Saudara-saudara pendengar yang kami kasihi dimanapun Anda berada, Anda kembali bersama kami pada acara TELAGA (Tegur Sapa Gembala Keluarga). Saya Gunawan Santoso bersama Ibu Idajanti Raharjo dari Lembaga Bina Keluarga Kristen telah siap menemani Anda dalam sebuah perbincangan dengan Bp. Pdt. Dr. Paul Gunadi. Beliau adalah seorang pakar dalam bidang konseling dan dosen di Seminari Alkitab Asia Tenggara Malang. Kali ini kami akan berbincang-bincang tentang harapan yang hilang. Kami percaya acara ini pasti akan bermanfaat bagi kita sekalian. Dan dari studio kami mengucapkan selamat mengikuti.
Lengkap
GS : Pak Paul, semua orang pasti mempunyai pengharapan di dalam kehidupannya, tentu berharap menjadi lebih baik dalam kehidupannya ini, baik di dalam pelayanan, pekerjaan, keluarga dan seterusnya. Tetapi fakta nyatanya yang kita hadapi adalah kadang-kadang kita kehilangan arah hidup itu sendiri, harapan untuk melanjutkan hidup itu sehingga ada banyak orang yang mengatakan buat apa saya ini hidup. Dan sebenarnya apa yang terjadi pada orang-orang yang seperti itu, Pak Paul?

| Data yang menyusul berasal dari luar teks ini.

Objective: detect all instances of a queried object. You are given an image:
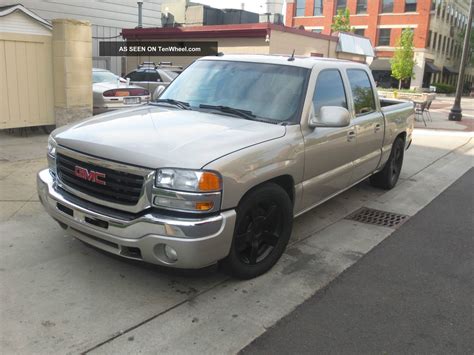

PG : Kita perlu menyadari Pak Gunawan, bahwa kita adalah orang yang rapuh, kita seringkali tidak menyadari kerapuhan kita itu. Saya teringat akan kisah tentang seseorang yang menulis lagu "Nyamanlah Jiwaku" atau dalam bahasa Inggrisnya "It is well with my soul", lagu tersebut ditulis oleh H.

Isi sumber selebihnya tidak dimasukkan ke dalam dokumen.